The Aroma of Brokenness

12 06 2008

            In Mark 14:3-9 we find a woman breaking open an alabaster box of ointment and pouring its contents on the head of Jesus.  Different angles of the narrative are given in Matthew and John.  We find that that the woman was Mary, sister of Lazarus (who was raised from the dead) and Martha.  She is the same Mary found at the feet of Jesus while Martha was “cumbered about with much serving”.  She came, undoubtedly, with a personal possession every woman would want to keep for herself.  It was a very expensive perfume held in the finest container of its day – alabaster (a marble type stone that seals easily). Instead of breaking the seal and pouring out an ounce or two, she broke the whole box!  In Mark she anointed His head; in John 12 she anointed His feet also.  Both passages give the price tag of 300 pence.  In the parable of the Laborers, a pence (or “penny”) was the daily wage of an agricultural laborer.  The Good Samaritan gave two pence to the innkeeper for being a care giver for the injured Jew.  The ointment costing 300 pence was enormous!  At minimum wage for a modern laborer, it would be over $8500.  Her act was criticized by some, but complemented by our Lord. 

            Because of the high quality of Mary’s spikenard, I wonder if the aroma lingered at Gethsemane, before Pilate, on the cross.  I wonder if her devotion not only prepared Jesus for burial, but also gave sweetness to His death.  I do know that He was pleased with Mary’s act of devotion.  The broken alabaster box, spilling its precious contents on the head and feet of Jesus, would be her universal claim to fame (Mark 14:9).
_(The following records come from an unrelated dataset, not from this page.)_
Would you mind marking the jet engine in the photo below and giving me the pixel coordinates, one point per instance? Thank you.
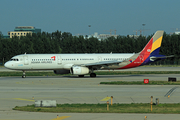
(78, 70)
(61, 71)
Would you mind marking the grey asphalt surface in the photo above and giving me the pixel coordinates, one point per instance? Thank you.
(16, 91)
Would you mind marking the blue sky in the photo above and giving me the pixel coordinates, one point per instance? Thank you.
(74, 16)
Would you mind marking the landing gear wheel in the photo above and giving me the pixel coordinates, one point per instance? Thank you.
(80, 75)
(24, 74)
(93, 75)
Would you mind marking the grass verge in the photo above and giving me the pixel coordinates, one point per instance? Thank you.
(36, 73)
(102, 108)
(140, 83)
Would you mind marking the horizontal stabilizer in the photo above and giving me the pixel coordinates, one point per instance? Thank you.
(153, 58)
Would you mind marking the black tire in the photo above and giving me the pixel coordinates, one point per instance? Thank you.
(93, 75)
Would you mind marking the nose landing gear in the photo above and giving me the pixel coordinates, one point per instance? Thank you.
(24, 74)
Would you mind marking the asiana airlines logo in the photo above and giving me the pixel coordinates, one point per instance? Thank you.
(130, 60)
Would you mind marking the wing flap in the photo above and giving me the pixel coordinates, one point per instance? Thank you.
(153, 58)
(102, 63)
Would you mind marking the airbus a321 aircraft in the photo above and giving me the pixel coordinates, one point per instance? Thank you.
(82, 64)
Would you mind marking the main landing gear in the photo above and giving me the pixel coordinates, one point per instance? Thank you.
(24, 74)
(93, 75)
            With this incident, an analogy can be made between the “Alabaster Christian” and the “Spikenard Christian”.  Both possess a precious commodity.  They both have “treasures in earthen vessels” (II Corinthians 4:7).

            The Alabaster Christian believes that their service to Jesus consists of keeping their container clean and shinny, they are contained, self-sufficient, encased, individually complete, yet there is no sweet aroma emitting from them. They spend much money and energy improving their boxes; they are frowned upon and sometimes avoided.  They file into church one by one and sit in pews like separate alabaster boxes, and they look good!  They speak box talk; hair, clothes, job, sports, hobbies, everything external.

            The Alabaster Christian would say to Mary, “You sure have a fine looking alabaster box.”  She would reply, “So what, the box is not to show off, but to hold the precious contents inside.”  Then she broke her box (gasp!).  Soon the whole room was filled with the sweet smell of spikenard, and Jesus was pleased.  As earthen vessels containing a heavenly treasure, we will be of no use unless we are broken, allowing the content of Jesus’ life to be spilled out for the benefit of others.